Loaded for Bear: Inflation spurs unexpected innovation in the lab
Sky-high prices for natural products have sparked a stampede for lab-grown alternatives, or substitution in some cases. Inflation is a wealth-sapping scourge, but it is also spurring innovation in the lab.

What do diamonds, cocoa and coffee have in common? 

Well, these commodities can all be grown in a lab, and one of the driving forces behind this trend has been inflation, which has ravaged the global economy in recent years.

Inflation refers to price growth, but it is also leading to the rapid growth of diamonds, cocoa and coffee in labs. 

To wit, De Beers has reportedly amassed a stockpile of $2-billion worth of diamonds — its largest since the global financial crisis of 2008 — as rough diamond sales have tanked. De Beers has basically mined and produced way more diamonds than it can sell

There are a number of factors behind this state of affairs, including the still fragile economic recovery in China — a key and once flourishing market.

Natural diamond producers are also confronting the existential crisis posed by gems grown in the lab. And the bottom line is that the lab versions are much cheaper than the natural product.

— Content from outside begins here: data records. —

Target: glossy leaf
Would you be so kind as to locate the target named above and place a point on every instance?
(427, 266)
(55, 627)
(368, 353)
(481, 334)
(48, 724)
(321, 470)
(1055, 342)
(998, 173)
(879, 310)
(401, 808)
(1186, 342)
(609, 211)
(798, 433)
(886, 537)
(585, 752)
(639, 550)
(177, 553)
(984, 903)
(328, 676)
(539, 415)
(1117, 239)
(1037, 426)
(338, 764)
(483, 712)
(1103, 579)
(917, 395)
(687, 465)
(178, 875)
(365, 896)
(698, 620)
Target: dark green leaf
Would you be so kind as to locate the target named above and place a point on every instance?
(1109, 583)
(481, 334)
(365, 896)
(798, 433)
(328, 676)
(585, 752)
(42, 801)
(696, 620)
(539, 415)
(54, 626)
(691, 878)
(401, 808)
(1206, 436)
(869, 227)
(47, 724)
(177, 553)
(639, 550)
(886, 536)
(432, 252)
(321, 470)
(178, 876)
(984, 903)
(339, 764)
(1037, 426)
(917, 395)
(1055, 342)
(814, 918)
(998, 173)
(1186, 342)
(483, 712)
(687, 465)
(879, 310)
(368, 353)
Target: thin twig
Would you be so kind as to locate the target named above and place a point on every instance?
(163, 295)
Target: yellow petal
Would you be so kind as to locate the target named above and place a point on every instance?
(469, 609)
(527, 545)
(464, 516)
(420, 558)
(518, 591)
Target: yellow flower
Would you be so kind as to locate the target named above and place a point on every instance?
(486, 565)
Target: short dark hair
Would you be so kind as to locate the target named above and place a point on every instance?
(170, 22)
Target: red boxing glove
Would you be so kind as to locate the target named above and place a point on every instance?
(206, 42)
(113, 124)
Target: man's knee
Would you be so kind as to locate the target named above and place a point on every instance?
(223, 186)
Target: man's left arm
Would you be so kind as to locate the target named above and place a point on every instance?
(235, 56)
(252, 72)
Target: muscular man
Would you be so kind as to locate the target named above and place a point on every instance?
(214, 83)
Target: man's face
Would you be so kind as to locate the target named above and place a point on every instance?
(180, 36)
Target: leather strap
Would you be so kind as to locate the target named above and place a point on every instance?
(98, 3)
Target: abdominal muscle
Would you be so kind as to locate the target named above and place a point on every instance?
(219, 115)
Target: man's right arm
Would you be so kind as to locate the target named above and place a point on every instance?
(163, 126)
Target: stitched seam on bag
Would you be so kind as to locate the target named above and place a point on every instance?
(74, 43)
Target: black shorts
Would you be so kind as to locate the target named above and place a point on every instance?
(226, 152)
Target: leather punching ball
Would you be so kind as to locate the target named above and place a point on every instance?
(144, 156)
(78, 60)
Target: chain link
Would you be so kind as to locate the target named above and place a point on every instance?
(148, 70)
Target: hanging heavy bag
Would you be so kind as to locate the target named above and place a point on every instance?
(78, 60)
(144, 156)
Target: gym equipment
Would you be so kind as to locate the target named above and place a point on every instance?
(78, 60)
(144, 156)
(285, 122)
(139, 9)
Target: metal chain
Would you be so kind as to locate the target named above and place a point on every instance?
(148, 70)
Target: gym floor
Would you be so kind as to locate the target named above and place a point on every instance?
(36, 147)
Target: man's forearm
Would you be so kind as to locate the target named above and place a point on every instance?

A recent report by analysts at McKinsey titled The Diamond Industry is at an Inflection Point states:   

“... the massive success of lab-grown diamonds (LGDs) has reduced prices for natural stones well beyond what the mining industry had expected, driven largely by consumers who want more affordable options. LGDs could take over the majority of the market outside niche luxury segments, similar to collecting classic cars or luxury vintage items.” 


The initial applications of LGDs were industrial: they were used as drill heads and for cutting and polishing rough diamonds. But they are now competing directly with their counterparts, and their 80% discount makes them a steal.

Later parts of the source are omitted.